To determine the specific gene usage preferences and dynamics in COVID-19 patients, we performed comparative analyses of V(D)J gene and complementarity-determining region 3 (CDR3) gene usages for the AB and ISB-S datasets. While we observed some significant selective V and J gene usage differences in the AB dataset (Figures S1D-E), fewer differences were found for the ISB-S CD4 and CD8 datasets when comparing samples from different disease severities to those from healthy donors (Figures S2A-D). Moreover, there were no differences in clonotype frequencies by CDR3 length across the datasets (Figures S1C). By comparison, the top CDR3 sequences were different across conditions for both the AB and ISB-S datasets (Figures 1D, S3A, S3B). In order to identify COVID-19 associated CDR3 sequences that are conserved across disease conditions and datasets, we performed a series of set analyses using sequences above a proportion threshold (0.0001 for ISB-S samples, 0.00001 for AB samples) for each condition.
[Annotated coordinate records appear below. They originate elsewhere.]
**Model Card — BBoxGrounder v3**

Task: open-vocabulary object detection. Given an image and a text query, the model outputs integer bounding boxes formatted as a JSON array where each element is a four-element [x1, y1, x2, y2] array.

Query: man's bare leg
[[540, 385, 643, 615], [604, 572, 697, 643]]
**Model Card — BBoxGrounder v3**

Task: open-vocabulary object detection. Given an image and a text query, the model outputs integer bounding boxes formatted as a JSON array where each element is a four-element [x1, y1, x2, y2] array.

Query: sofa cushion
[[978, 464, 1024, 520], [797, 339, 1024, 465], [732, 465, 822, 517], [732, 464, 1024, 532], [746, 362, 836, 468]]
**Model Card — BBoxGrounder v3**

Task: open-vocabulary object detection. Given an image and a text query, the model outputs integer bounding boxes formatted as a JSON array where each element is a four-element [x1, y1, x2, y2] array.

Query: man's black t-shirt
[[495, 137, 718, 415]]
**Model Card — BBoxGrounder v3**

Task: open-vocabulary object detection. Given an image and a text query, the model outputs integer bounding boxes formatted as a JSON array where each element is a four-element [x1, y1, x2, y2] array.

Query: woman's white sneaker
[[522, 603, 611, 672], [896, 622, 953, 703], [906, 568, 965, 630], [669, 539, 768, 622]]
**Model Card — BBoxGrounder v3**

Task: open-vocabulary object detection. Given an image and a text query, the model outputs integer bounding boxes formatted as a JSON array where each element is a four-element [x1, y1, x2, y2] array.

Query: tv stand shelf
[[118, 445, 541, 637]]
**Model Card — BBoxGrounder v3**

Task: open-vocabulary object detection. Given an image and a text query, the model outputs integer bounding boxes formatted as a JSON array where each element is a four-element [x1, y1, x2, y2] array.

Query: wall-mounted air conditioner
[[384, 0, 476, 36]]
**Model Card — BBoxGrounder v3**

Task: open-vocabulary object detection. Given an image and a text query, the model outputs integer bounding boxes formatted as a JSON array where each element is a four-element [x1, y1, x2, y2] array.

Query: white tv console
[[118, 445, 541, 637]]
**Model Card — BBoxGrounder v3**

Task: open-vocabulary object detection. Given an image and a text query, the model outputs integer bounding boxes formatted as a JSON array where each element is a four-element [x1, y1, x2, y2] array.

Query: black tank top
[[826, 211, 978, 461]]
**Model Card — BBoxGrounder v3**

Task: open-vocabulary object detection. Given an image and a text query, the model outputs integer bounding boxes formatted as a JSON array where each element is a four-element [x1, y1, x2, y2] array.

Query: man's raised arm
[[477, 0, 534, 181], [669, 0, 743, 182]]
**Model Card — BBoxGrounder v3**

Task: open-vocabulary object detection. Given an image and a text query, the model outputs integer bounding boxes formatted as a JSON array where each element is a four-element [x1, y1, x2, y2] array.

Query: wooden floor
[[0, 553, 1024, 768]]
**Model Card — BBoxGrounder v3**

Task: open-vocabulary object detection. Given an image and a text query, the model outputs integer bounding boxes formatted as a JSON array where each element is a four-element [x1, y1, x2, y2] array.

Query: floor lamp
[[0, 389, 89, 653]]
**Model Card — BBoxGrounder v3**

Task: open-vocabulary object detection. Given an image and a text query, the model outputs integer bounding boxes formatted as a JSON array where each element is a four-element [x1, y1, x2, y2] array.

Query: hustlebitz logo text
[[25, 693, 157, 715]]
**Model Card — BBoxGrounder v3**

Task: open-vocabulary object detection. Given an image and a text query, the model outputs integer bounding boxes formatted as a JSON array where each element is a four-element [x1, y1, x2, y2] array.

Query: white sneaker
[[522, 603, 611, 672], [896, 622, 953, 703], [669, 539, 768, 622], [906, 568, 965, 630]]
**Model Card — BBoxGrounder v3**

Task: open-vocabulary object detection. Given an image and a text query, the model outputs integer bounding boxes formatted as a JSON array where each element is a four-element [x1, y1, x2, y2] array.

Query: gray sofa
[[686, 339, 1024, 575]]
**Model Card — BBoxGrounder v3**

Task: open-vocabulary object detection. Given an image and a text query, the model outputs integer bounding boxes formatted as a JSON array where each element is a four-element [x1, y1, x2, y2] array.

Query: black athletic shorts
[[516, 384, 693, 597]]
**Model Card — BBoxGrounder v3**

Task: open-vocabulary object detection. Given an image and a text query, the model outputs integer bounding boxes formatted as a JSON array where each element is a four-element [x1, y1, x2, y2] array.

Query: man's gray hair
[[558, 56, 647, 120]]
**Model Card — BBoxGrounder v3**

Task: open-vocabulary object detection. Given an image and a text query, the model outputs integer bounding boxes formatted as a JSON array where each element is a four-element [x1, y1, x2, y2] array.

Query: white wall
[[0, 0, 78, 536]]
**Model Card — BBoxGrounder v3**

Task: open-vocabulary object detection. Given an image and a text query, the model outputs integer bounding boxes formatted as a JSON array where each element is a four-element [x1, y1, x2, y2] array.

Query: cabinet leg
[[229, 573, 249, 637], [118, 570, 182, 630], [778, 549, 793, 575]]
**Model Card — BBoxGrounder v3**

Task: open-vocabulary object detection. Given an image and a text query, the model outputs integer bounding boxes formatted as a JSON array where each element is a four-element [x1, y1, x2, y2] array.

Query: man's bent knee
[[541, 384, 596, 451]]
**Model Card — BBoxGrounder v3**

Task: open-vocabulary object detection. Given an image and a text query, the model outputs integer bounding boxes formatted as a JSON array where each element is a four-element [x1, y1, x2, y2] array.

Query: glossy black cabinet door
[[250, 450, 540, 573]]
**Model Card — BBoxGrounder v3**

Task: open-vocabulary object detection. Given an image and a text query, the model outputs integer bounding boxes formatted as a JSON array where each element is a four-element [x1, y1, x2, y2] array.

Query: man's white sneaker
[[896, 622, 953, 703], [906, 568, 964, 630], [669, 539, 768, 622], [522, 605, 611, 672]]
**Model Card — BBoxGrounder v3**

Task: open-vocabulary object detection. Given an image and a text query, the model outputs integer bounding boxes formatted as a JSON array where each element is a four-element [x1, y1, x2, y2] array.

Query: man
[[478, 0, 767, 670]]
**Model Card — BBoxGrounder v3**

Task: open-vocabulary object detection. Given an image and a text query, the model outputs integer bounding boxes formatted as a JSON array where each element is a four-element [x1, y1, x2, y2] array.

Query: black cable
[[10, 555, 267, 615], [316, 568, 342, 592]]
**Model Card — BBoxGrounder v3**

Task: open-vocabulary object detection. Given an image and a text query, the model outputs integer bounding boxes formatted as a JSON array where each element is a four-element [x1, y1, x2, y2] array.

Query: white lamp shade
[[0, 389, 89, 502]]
We found that CDR3 sequences enriched in the mild, moderate, and severe disease condition samples from the COVID-19 patients had considerable overlap while having limited overlap with healthy donor samples for both the ISB-S CD4 (Figure 1E) and ISB-S CD8 (Figure S3B) datasets. Moreover, we observe 42 conserved CDR3 sequences when comparing the union set of disease-associated CDR3 sequences for ISB-S CD4 samples, the union set of disease-associated CDR3 sequences for ISB-S CD8 samples, and COVID-19 CDR3 sequences for the AB samples (Figure 1H). In order to determine enriched CDR3 sequences for each dataset and disease conditions, we plotted the difference in mean CDR3 proportions between samples of interest and healthy donors (Figures 1G, S3E-J). Although the identified sequences may not be definitively specific, we provide here a set of systematically processed COVID-19 associated convergent and enriched CDR3 gene usages.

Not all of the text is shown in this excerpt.